Asked what happens next, Toews said the government will then have decisions to make.
"This government will look at all of its options relative to going forward with the public sector," he said. "We just at this point in time need to ensure that we have all options on the table so that we can make the best decisions, the most responsible decisions, on behalf of Albertans."
AUPE president Guy Smith said the union is disappointed with the decision and noted the Court of Appeal's ruling was not unanimous.
Justice Marina Paperny wrote in her dissent that she would have dismissed the appeal.
Smith said the union was able to complete the arbitration hearings in August, while the injunction was still in effect. The executive will review the Court of Appeal ruling to see if there are any grounds for seeking leave to appeal to the Supreme Court of Canada.
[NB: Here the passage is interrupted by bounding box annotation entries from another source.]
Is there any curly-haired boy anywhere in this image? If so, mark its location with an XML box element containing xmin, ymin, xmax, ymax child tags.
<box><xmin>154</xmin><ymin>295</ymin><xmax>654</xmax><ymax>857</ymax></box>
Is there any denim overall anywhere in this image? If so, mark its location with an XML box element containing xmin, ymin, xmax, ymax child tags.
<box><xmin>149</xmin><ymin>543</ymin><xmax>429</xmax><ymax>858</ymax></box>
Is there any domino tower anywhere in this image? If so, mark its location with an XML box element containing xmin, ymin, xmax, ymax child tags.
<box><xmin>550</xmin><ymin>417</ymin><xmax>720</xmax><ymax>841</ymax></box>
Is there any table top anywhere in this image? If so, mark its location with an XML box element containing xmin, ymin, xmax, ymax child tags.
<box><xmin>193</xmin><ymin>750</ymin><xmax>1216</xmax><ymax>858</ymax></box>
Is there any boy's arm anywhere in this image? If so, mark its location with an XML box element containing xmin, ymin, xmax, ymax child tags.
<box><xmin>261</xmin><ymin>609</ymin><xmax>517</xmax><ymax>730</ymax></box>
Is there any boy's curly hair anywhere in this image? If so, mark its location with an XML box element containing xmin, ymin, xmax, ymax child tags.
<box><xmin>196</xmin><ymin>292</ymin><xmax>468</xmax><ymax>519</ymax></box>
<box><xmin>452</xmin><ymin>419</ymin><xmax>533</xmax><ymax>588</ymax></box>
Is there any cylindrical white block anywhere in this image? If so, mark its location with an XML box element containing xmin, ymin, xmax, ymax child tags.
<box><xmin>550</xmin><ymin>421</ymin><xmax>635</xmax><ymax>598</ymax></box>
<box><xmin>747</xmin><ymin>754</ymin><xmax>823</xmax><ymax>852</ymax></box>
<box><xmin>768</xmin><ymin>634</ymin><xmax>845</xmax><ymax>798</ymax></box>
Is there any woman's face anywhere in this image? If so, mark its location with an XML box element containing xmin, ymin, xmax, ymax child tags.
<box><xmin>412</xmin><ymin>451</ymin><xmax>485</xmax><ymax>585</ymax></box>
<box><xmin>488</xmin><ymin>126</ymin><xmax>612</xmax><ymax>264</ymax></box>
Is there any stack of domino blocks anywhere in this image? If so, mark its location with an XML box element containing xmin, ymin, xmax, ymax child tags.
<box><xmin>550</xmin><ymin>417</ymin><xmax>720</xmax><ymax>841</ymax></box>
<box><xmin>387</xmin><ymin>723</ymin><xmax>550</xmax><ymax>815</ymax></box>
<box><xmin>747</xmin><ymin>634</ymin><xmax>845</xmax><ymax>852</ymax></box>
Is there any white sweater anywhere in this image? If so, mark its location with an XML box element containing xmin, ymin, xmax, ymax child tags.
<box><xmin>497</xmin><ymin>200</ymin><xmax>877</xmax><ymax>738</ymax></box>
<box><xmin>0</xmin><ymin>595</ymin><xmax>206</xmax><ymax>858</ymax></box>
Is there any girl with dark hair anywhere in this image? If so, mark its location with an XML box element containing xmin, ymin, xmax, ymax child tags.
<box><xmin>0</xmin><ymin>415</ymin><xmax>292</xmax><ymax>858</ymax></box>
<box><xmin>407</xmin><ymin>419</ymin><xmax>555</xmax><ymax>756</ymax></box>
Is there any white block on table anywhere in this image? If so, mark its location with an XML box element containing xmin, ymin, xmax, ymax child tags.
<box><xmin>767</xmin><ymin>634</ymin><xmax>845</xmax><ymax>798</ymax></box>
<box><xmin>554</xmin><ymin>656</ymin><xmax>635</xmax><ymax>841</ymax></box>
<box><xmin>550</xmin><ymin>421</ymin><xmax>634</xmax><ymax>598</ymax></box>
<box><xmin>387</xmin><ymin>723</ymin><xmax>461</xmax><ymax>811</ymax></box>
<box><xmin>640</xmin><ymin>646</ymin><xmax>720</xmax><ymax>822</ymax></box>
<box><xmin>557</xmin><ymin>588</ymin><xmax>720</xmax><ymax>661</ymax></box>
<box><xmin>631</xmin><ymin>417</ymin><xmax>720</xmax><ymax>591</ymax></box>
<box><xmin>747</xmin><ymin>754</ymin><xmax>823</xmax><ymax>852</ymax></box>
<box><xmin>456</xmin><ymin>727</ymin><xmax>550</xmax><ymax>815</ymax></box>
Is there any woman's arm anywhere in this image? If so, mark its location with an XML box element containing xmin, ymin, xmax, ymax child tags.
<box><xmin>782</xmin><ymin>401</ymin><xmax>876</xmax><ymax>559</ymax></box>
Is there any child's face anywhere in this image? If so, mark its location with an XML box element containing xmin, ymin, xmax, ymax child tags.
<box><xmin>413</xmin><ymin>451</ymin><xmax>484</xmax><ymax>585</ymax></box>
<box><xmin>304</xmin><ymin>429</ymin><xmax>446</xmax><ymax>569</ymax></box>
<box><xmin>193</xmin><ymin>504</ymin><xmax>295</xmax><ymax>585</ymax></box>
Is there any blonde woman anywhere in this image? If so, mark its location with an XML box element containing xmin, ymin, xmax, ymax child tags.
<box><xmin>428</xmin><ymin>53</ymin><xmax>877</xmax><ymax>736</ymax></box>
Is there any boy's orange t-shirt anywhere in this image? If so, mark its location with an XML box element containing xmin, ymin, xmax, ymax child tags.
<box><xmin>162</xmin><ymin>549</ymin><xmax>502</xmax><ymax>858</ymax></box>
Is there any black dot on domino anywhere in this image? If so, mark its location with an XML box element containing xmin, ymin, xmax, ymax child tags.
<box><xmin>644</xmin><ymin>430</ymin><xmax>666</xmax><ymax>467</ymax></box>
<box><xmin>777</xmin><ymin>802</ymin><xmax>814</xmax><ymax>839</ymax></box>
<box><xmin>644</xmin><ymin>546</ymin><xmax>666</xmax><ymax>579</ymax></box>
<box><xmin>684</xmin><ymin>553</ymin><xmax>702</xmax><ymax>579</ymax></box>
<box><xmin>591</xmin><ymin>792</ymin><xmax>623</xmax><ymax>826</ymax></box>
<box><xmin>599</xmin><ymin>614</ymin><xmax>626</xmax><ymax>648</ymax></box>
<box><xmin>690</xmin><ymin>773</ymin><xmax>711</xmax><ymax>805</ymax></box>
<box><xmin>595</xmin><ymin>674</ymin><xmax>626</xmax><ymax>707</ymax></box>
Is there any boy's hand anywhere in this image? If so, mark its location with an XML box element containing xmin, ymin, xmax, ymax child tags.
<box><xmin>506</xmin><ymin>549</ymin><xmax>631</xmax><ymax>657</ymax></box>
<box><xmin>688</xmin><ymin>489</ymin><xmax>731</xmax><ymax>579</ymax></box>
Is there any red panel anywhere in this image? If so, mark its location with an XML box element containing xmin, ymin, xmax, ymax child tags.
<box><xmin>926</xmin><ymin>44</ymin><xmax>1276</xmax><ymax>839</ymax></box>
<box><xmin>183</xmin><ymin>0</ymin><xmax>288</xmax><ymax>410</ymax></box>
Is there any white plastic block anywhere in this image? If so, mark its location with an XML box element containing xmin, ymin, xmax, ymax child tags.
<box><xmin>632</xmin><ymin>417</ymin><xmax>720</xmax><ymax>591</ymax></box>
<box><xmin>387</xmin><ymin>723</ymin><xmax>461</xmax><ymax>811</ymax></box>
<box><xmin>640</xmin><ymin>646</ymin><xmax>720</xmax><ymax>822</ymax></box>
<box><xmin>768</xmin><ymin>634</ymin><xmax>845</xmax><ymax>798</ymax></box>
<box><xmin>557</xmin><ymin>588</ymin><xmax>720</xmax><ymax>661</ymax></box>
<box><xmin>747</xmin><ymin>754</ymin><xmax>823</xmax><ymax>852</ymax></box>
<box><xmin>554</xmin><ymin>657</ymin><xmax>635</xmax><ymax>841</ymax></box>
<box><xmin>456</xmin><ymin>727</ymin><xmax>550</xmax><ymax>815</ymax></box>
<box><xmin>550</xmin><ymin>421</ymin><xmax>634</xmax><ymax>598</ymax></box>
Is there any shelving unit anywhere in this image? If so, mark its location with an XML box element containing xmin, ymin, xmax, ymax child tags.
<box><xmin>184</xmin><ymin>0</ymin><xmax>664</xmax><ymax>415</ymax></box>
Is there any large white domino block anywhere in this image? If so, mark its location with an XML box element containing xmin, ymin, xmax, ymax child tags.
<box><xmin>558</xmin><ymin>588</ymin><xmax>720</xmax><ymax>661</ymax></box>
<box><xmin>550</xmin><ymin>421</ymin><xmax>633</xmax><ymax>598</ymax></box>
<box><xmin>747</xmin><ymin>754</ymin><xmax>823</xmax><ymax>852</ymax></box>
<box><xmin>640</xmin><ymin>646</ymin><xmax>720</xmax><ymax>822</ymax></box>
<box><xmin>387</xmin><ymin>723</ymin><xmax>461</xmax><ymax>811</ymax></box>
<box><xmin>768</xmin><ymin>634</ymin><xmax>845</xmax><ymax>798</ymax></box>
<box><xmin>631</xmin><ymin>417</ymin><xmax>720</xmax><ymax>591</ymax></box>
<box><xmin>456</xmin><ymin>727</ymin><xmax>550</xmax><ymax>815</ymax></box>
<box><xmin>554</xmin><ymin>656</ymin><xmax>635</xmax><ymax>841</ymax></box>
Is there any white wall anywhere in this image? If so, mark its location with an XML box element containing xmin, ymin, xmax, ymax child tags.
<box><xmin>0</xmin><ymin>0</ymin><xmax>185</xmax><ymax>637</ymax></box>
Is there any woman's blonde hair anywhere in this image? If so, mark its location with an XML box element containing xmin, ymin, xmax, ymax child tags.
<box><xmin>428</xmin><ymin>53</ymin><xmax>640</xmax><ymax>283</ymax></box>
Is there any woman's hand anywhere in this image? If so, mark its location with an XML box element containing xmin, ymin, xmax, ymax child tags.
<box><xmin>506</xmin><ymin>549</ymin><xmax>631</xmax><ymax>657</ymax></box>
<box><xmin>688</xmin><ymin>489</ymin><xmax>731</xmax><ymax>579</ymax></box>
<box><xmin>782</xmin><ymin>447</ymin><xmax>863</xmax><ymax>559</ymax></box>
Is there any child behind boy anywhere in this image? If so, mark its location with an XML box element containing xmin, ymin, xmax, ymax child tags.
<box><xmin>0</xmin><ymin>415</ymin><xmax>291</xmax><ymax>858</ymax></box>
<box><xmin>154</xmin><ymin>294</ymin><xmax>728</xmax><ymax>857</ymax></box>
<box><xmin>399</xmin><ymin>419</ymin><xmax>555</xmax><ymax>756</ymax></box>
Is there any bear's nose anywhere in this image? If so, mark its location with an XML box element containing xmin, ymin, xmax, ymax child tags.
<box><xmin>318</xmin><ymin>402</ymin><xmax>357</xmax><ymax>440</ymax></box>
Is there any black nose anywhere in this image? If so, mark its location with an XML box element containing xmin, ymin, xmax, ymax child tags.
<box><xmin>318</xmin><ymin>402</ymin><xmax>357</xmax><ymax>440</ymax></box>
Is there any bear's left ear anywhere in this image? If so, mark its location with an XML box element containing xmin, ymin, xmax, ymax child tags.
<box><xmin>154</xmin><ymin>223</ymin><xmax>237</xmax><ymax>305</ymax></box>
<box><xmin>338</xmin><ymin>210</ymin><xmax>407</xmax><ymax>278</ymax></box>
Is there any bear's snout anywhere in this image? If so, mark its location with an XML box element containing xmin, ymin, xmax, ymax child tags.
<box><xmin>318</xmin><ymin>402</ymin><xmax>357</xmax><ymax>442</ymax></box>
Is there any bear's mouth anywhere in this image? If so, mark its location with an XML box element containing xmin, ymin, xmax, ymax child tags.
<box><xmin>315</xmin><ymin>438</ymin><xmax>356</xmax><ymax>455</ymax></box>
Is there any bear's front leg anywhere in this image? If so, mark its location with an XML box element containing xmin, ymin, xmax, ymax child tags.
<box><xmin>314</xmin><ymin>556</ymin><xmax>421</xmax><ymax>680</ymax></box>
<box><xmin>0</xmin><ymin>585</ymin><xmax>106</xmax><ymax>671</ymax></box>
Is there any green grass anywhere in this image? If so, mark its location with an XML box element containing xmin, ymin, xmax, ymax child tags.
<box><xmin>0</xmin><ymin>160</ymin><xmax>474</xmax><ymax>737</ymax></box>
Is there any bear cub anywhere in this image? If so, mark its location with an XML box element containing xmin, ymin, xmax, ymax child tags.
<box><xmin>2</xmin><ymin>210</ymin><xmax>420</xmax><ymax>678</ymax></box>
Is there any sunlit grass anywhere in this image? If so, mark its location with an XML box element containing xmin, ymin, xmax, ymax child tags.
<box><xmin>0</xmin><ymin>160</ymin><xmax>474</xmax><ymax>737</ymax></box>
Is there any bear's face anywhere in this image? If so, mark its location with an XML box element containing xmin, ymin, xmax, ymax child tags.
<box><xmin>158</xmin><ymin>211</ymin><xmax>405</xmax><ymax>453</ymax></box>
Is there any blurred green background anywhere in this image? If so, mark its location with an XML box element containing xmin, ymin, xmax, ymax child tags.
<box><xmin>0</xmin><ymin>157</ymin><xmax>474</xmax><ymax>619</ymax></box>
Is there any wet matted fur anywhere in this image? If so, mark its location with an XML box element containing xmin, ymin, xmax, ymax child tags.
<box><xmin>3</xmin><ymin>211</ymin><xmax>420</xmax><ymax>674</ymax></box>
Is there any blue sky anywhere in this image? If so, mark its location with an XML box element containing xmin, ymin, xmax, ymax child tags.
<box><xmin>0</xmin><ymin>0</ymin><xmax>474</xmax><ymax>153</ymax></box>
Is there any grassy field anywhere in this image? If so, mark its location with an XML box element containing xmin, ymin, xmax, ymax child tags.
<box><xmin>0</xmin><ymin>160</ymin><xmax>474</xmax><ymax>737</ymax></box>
AUPE and other unions have filed a separate challenge on the constitutionality of Bill 9. The date for that trial hasn't been set.
In a report released Tuesday, the MacKinnon panel on Alberta's finances, chaired by former Saskatchewan finance minister Janice MacKinnon, recommended the government legislate public sector wages.
Smith said that means the union will soon have larger issues to tackle.
"Our members know that there are much more significant challenges laying ahead and we're preparing for those," Smith said. "And it will be through the strength of our membership that we overcome those challenges."
Late last year, AUPE members agreed to a three-year contract with wage freezes in the first two years, with the understanding that wage talks would be reopened in the final year.
The agreement also guaranteed the workers job security until March 30, 2020.